Ibu berhenti bercerita. Aku dan bang Zamy bertatapan. Entahlah, tiba-tiba saja aku merasakan getaran yang sangat indah di dadaku. Getaran yang sangat membahagiakan. Ingin aku menghambur diri memeluk bang Zamynya, namun aku bukan adik kandungnya. Kutahan keinginan dengan menarik nafas sedalam-dalamnya. Ingin sekali rasanya kubersimpuh, bersujud kepada laki-laki di depan itu. Ingin sekali mengucapkan terima kasih. Namun aku tak mampu berucap lagi. Air mataku masih menetes. Ibu mulai menghentikan tangisnya. Dia menenggak air mineral sambil menatapku dalam.
"Sekarang ibu sudah lega, semuanya sudah ibu ceritakan. Ibu berharap kalian berdua bisa bijak menyikapi." Ibu bicara lagi. Bang Zamy mulai kembali memasuki laju jalan utama. Aku tidak bisa berkata-kata. Kupeluk ibu dengan erat, kubisikkan lagi.
"Aku sangat menyayangi ibu." Ibu tersenyum dan balas membisikkan sesuatu ke telingaku.

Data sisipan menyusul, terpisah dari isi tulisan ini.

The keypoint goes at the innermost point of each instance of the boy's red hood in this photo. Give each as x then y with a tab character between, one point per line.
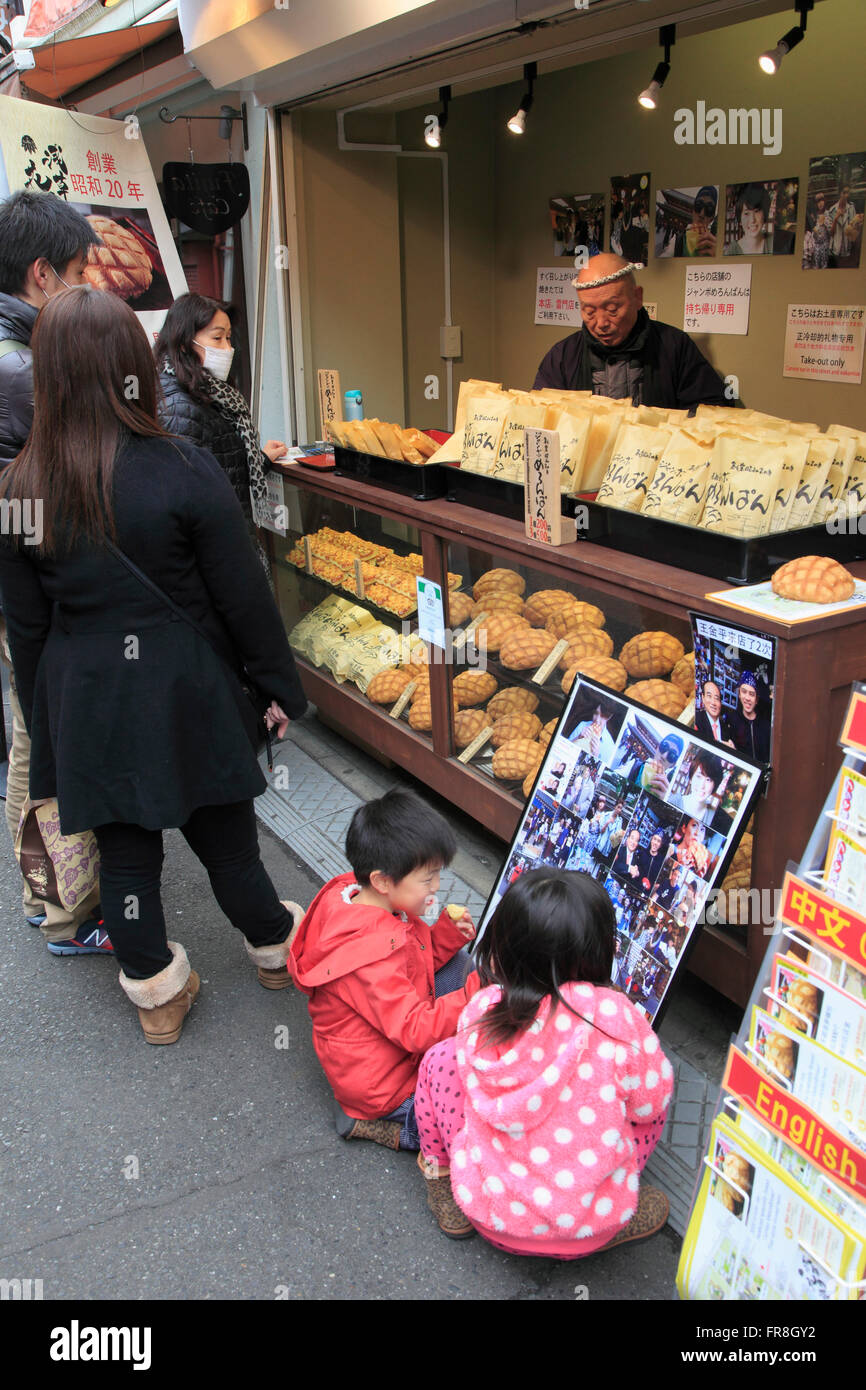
332	943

"Jika benar Naura sayang ibu, maka jadilah anak dan menantu ibu." Aku terdiam. Bang Zamy kembali menatapku dari kaca spion tengah. Pagi telah datang. Kisahku terus berjalan. Seperti waktu yang terus menapak, hidupku terus merangkak. Aku ingin selesaikan dengan indah kisahku dengan bayi laki-laki penyayang itu. Bang Zamy? Entahlah. Mataku mulai mengantuk, mobil perlahan menuju garasi. Ayah membuka pintu untuk kami saat mendengar mobil datang.
"Cantiknya dokter spesialis anak kesayangan ayah ini...." Ayah memelukku.
"Ini dokter spesialis kandungan juga gagah sekali." Ayah memeluk bang Zamy. Lalu ayah menatap ibu yang sudah tersenyum-senyum dari tadi.
"Lha ini mamanya mana? Anak siapa ini? Pasien siapa ikut ke rumah kita nak?" Ayah menggoda ibu. Ibu malah mencubit ayah dengan mesra. Senandung itu indah dan berbunyi, walaupun tak disuarakan, dia akan memantik sendiri di hati. Senandung cinta ayah dan ibuku. Malam kian jauh berlalu, berganti pagi yang semakin menanjak maju.